In adolescenza si sente spesso parlare di disturbi alimentari, quale disagio nascondono?
“Durante il periodo adolescenziale il corpo, che si trasforma, assume un ruolo centrale. In questa delicata fase, l’adolescente deve provare a rappresentare il suo corpo nell’insieme, attribuirgli un significato sentimentale, relazionale, erotico, generativo. Mentre nel maschio aumenta la massa ponderale, la voce si trasforma e i genitali si sviluppano, per la femmina la situazione è più complessa: non è solo un corpo che cresce, ma diventa anche in grado di procreare, come quello della madre. Accedere all’area adulta significa dover accettare un’identificazione con la madre stessa, ma anche potersene staccare per entrare nel mondo come donne capaci di conquistare un uomo. È in questa delicata fase che una fragilità narcisistica (tipica del nostro secolo) unita ad una figura materna fusionale, che suscita contemporaneamente un forte desiderio di fusione e una profonda angoscia di annientamento, condiziona le scelte della giovane adolescente che può annullare completamente la propria sessualità mediante un corpo imbruttito con un dimagrimento forzato, così da spingersi a modalità di rapporto più primitive caratteristiche dei primi anni di vita, ristabilendo quella condizione di onnipotenza tipica dell’infanzia”.

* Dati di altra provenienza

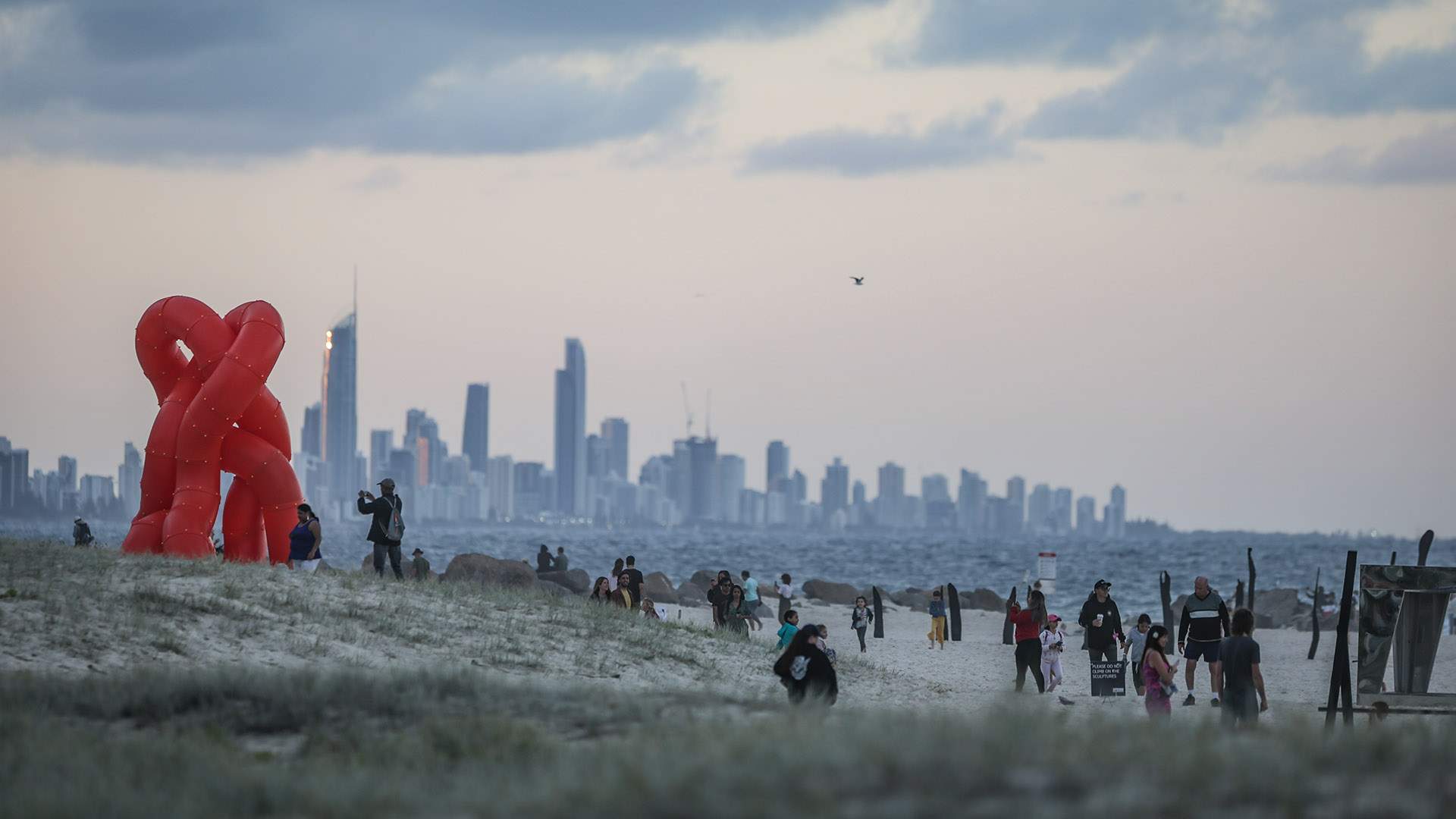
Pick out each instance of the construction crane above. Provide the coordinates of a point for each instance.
(688, 410)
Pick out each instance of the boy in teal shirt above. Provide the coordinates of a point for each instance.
(789, 629)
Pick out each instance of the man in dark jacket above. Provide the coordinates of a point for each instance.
(1103, 624)
(383, 507)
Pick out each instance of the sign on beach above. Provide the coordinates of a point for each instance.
(1109, 679)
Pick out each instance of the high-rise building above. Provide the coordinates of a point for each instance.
(128, 480)
(1062, 510)
(381, 444)
(530, 488)
(1117, 518)
(1038, 510)
(835, 488)
(778, 465)
(340, 433)
(970, 503)
(475, 442)
(1087, 516)
(935, 488)
(501, 485)
(571, 431)
(730, 488)
(66, 468)
(310, 441)
(890, 506)
(615, 431)
(704, 484)
(1015, 504)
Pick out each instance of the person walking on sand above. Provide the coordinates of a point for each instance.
(634, 577)
(1103, 623)
(601, 591)
(1203, 626)
(937, 620)
(737, 613)
(750, 598)
(789, 629)
(305, 541)
(1158, 675)
(388, 528)
(785, 589)
(1134, 648)
(805, 670)
(1052, 646)
(859, 620)
(1028, 639)
(1239, 656)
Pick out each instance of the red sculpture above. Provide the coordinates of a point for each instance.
(216, 413)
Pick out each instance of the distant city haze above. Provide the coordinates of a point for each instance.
(1225, 319)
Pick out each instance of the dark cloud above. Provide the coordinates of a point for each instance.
(862, 153)
(1424, 159)
(174, 77)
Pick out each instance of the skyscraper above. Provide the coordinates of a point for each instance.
(1087, 516)
(571, 431)
(615, 431)
(835, 490)
(1015, 506)
(730, 487)
(778, 465)
(128, 480)
(704, 458)
(381, 444)
(312, 438)
(475, 442)
(340, 439)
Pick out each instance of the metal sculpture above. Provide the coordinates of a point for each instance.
(216, 414)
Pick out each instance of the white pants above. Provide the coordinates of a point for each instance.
(1052, 672)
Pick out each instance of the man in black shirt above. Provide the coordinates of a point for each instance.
(383, 507)
(1241, 673)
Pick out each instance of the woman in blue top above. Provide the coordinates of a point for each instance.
(305, 541)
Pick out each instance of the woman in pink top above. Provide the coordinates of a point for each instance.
(1156, 673)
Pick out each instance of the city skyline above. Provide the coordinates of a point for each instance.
(1204, 256)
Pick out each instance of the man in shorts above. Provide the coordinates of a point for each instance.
(1203, 626)
(1242, 681)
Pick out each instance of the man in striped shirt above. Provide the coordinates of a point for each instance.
(1203, 626)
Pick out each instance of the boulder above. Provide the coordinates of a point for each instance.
(830, 592)
(658, 589)
(576, 580)
(983, 599)
(491, 572)
(912, 598)
(691, 595)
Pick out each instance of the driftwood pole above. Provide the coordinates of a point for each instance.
(1165, 588)
(1340, 697)
(1251, 579)
(1313, 642)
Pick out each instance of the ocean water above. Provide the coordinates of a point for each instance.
(890, 560)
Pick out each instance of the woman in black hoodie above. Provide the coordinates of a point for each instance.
(805, 670)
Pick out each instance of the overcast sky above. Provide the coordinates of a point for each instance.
(1203, 249)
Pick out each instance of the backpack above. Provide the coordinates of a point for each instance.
(395, 529)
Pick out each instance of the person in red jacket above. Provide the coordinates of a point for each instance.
(1028, 639)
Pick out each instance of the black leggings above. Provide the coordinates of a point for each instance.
(1028, 656)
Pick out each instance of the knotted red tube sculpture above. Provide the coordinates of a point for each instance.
(216, 414)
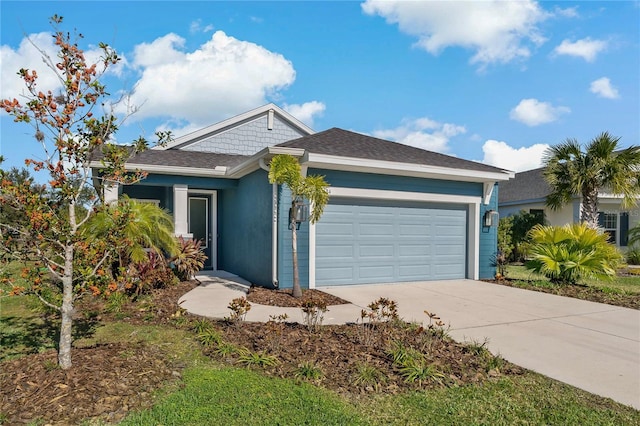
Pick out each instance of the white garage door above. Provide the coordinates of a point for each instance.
(360, 242)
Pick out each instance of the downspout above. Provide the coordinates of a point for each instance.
(274, 227)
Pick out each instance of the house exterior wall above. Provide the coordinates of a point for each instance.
(248, 138)
(244, 228)
(487, 237)
(571, 213)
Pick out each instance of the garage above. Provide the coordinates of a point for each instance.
(375, 241)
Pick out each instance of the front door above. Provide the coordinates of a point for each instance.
(200, 225)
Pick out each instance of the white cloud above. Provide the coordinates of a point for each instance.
(569, 12)
(224, 76)
(306, 112)
(500, 154)
(498, 31)
(423, 133)
(197, 27)
(586, 48)
(532, 112)
(603, 88)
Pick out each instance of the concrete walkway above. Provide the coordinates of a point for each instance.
(592, 346)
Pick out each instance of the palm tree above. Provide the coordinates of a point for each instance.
(134, 228)
(571, 172)
(285, 169)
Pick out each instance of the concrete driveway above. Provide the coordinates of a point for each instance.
(592, 346)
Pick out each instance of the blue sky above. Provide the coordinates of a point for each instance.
(488, 81)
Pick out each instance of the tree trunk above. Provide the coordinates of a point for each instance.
(589, 209)
(67, 311)
(297, 291)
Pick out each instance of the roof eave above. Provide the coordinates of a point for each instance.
(331, 162)
(230, 122)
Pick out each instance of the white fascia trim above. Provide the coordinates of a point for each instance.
(487, 190)
(381, 194)
(253, 163)
(218, 171)
(473, 221)
(235, 120)
(331, 162)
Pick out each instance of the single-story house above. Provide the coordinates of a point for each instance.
(528, 192)
(396, 213)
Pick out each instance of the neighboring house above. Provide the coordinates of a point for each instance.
(396, 213)
(528, 191)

La psicoterapia può aiutare a superare il disagio negli adolescenti? Come si svolge?
“L’intervento psicologico in particolari momenti di difficoltà può avere una funzione determinante. Un adolescente imbrigliato nel proprio processo di individuazione depotenzia il valore delle sue figure di riferimento (genitori), proprio perché non si fida più di loro, non li ritiene più depositari della conoscenza. Necessita di andare altrove alla ricerca della sua verità. Ha bisogno di una figura che lo aiuti a tollerare ciò che scoprirà sulla vita, sull’amore, sulla morte. Con un adolescente turbolento, diffidente e molto arrabbiato, ci si imbatterà in una scarsa disponibilità ad affrontare le proprie difficoltà mediante una talking cure. Per questo sarà opportuno offrirgli la possibilità di non sentirsi ‘incastrato’ in un rapporto di dipendenza, più tipico delle situazioni psicoanalitiche classiche, ma costruire assieme a lui/lei uno spazio dove poter sviluppare un linguaggio condiviso e dove offrire ascolto. Spesso l’adolescente userà la relazione terapeutica simbolicamente come contesto nel quale farsi rilasciare una patente e sentirsi autorizzato ad entrare nel mondo adulto, ad usare il proprio corpo e la propria mente senza sottostare a dipendenze”.